Mauriat has recorded Los Balseros del Titicaca

    The musician and composer Jorge Huirse made public gratitude to the French conductor and composer Paul Mauriat for recording the Peruvian song "Balseros del Titicaca" (The Rafters of Titicaca).

   "I want to express my satisfaction because such orchestra conductor has recorded the huayno of my inspiration that was originally recorded by "Odeon" in December 1944. It was sung by Javier Gonzales with accompaniment of my orchestra. That happened in Buenos Aires, told Jorge Huirse.

   The well-known Peruvian musician, added that 'Balseros del Titicaca' was also recorded in the voice of "Wara Wara" in the LP "Mi Perú" [My Peru] for Sono Radio, in 1961. This record still has good sales until now", claimed Huirse.

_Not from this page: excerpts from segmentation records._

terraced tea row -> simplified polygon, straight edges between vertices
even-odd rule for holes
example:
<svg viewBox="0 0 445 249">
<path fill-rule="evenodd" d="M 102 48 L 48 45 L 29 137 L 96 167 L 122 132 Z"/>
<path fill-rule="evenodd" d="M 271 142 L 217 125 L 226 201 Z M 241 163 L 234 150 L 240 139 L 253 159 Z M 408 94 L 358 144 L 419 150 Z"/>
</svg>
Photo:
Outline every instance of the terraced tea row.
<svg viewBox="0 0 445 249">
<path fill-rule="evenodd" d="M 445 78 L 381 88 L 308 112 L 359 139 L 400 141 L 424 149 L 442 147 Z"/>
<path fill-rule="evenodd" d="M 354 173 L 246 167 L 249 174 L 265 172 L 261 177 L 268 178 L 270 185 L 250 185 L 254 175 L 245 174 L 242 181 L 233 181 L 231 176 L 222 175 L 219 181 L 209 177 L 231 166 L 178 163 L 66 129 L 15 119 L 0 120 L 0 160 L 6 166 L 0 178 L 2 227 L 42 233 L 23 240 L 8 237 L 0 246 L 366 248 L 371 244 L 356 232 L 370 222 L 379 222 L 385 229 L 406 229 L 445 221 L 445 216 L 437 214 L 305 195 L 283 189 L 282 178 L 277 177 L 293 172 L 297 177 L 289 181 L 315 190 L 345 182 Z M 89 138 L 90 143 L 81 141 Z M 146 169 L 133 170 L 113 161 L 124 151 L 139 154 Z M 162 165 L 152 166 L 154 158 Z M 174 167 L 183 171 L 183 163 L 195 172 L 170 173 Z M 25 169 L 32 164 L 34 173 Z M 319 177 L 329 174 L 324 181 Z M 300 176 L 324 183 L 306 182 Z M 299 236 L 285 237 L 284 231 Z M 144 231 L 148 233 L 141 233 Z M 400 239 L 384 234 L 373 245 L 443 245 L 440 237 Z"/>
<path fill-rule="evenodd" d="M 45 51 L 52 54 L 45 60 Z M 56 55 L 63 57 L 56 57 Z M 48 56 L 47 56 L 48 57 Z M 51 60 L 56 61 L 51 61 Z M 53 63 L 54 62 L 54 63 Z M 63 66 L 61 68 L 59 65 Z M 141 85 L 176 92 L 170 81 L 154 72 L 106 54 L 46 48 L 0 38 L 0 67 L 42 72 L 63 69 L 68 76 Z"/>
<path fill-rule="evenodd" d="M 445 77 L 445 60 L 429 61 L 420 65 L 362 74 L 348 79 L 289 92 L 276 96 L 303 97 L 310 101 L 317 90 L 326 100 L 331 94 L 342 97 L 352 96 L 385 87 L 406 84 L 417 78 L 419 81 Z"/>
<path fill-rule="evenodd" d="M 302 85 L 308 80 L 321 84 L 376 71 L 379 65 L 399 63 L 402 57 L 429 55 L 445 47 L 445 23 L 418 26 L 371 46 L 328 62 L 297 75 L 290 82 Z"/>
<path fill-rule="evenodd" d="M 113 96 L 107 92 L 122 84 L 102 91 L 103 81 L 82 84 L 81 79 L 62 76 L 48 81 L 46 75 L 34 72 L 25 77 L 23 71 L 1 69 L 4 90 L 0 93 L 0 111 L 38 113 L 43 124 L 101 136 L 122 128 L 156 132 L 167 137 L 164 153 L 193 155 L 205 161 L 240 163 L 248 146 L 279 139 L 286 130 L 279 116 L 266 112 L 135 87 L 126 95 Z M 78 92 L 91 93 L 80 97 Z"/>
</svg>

   On his part, Paul Mauriat said, "I have turned into a recording the song "Balseros de Titicaca" of the Peruvian Jorge Huirse, because it had that natural freshness of the Andean landscape. I did some arrangements to this song. In the same way, he praised the song "El Condor Pasa" that he ignored it was of Peruvian authorship.

  


Notes of the Translator:


- Balseros is indeed a Rafter but made of "totora", a material also used in the north seas of Peru, along the shores of the Ocean Pacific in Trujillo. The Balseros in Titicaca, are a population of an old tribe called the Uros, that live in Titicaca Lake, in the border of Puno in Peru and Bolivia.
- Huayno is a Andean Peruvian style of dance and music, very popular among Andean towns.
- "El Condor Pasa" was made world-wide in the voice of Simon and Garfunkel that penned it as Traditional theme, but after a long court claimed by the composer's son, movie director Armando Robles Godoy, the later recordings of this song by Simon & Garfunkel appears under the real composer's credit: Daniel Alomias Robles. But initially, El Condor Pasa was part of a zarzuela (spanish form of  light opera or operetta) in 1913.